1
votes

I have an Azure WebJob with a Queue that receives items to process. There can be many items to process every second. The Queue process around 20 items simultaneously.

I want to index the items with Lucene .net.

Starting an IndexWriter, calling Optimize() and Disposing it on every item that hits the queue takes too much time. It feels that I am doing it wrong.

I want the items to be ready for search as soon as possible.

Is it ok to have one IndexWriter for many threads?

Do i need to call Optimize() or is it Ok to never call it, or call it on a separate process that runs once a day (for example)?

If i have only one IndexWriter and never Dispose it (except when the program exits), would i have new items stuck on the buffer?

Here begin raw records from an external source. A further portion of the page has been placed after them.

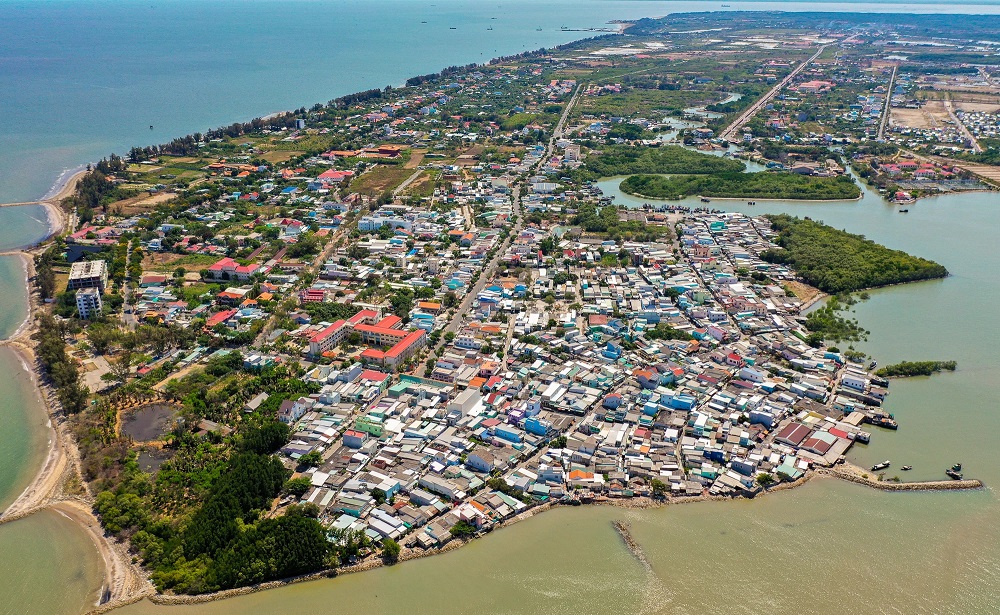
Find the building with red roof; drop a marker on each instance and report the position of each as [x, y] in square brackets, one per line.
[229, 269]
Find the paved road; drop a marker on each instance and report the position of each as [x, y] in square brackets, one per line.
[965, 131]
[733, 128]
[409, 180]
[888, 105]
[487, 273]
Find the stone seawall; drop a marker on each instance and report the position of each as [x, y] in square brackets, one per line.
[859, 475]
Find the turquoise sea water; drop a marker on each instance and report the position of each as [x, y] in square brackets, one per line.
[81, 78]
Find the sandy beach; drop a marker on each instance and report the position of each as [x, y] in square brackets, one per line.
[59, 485]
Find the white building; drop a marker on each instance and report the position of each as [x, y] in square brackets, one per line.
[88, 303]
[88, 274]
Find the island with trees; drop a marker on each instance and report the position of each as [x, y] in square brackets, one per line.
[836, 261]
[744, 186]
[907, 369]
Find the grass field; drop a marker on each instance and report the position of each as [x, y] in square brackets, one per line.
[168, 261]
[380, 179]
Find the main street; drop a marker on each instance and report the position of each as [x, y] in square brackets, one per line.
[490, 268]
[744, 117]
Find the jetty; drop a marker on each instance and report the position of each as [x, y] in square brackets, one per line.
[623, 530]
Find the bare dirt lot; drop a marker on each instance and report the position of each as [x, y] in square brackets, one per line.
[933, 114]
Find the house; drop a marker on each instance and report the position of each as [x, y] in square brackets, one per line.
[480, 461]
[354, 439]
[229, 269]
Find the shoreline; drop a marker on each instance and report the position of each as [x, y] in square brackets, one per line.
[128, 583]
[847, 472]
[738, 198]
[58, 484]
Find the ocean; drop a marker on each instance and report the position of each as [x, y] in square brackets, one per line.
[82, 78]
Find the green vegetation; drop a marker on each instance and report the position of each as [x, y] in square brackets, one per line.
[666, 159]
[390, 550]
[59, 366]
[836, 261]
[663, 331]
[605, 220]
[462, 529]
[906, 369]
[743, 185]
[199, 526]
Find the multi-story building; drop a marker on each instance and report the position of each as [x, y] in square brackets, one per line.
[88, 274]
[88, 302]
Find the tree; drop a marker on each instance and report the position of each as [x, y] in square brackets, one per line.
[390, 550]
[311, 459]
[297, 486]
[659, 487]
[462, 529]
[121, 368]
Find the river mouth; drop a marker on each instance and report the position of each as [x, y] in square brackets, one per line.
[151, 422]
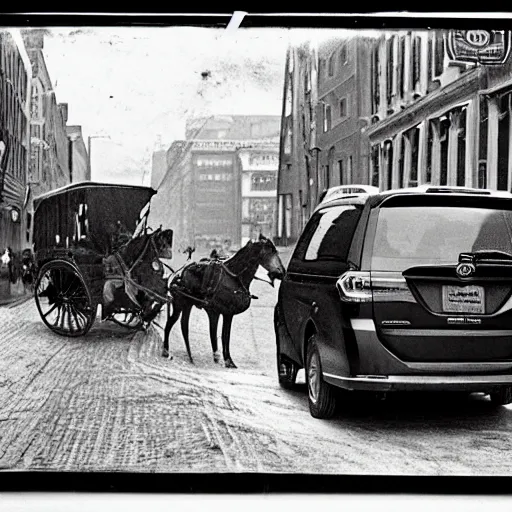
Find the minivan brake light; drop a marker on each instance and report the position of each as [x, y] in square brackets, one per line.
[355, 286]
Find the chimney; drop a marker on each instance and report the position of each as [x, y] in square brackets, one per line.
[33, 38]
[63, 107]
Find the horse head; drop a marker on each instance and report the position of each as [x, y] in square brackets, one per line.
[163, 242]
[270, 259]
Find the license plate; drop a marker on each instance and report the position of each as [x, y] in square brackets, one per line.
[464, 299]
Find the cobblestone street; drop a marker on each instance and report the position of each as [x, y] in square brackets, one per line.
[109, 402]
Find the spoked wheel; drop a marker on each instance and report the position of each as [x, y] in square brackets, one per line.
[127, 318]
[503, 396]
[63, 299]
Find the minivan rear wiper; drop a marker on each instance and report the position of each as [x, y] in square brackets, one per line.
[485, 255]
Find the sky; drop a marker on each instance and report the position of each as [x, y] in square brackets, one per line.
[138, 84]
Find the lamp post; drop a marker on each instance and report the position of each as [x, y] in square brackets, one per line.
[89, 150]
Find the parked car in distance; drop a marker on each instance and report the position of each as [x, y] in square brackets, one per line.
[402, 290]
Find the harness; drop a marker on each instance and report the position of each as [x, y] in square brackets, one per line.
[130, 282]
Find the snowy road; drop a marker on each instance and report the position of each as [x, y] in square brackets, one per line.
[109, 401]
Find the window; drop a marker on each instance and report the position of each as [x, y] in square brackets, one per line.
[461, 149]
[327, 117]
[343, 55]
[343, 107]
[504, 107]
[439, 53]
[331, 65]
[407, 236]
[375, 80]
[333, 233]
[416, 62]
[263, 181]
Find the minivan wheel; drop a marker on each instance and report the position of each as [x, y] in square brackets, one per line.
[503, 396]
[321, 395]
[286, 372]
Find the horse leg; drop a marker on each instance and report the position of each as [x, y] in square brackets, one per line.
[226, 333]
[214, 322]
[171, 320]
[184, 328]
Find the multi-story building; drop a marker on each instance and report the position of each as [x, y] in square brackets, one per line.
[436, 119]
[203, 191]
[259, 164]
[78, 159]
[15, 74]
[327, 100]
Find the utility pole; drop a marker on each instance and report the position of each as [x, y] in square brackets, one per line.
[89, 150]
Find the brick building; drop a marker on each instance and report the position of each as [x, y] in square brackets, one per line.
[204, 193]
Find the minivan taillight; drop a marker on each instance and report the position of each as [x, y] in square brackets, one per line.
[355, 286]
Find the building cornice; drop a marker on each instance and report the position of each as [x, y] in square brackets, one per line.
[435, 102]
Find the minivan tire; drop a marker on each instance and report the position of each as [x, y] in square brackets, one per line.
[321, 395]
[503, 396]
[286, 372]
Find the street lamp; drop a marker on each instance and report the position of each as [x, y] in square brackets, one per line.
[89, 149]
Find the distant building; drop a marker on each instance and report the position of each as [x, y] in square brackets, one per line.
[326, 100]
[205, 193]
[78, 160]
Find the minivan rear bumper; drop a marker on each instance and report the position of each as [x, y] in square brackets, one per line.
[469, 383]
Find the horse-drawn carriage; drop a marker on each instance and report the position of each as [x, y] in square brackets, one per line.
[93, 247]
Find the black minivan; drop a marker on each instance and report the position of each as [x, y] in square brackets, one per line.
[406, 289]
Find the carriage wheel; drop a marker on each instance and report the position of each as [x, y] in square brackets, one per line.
[127, 318]
[63, 299]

Would new items added with the IndexWriter be available for search before disposing the IndexWriter?

Thank you.

1

1 Answers

4
votes
  1. The IndexWriter is thread-safe, it's safe to call from different threads.
  2. It's okay to never call optimize. (You could write a custom merge policy if the default doesn't work for you.)
  3. You will flush all documents to disk by calling commit. There's no need to dispose of your writer. Reuse it instead.
  4. Documents are searchable once a reader sees them. This occurs after you commit your writer and reopen your reader. You could read them before they are commited by using near-realtime (NRT) searching by grabbing a reader from IndexWriter.OpenReader.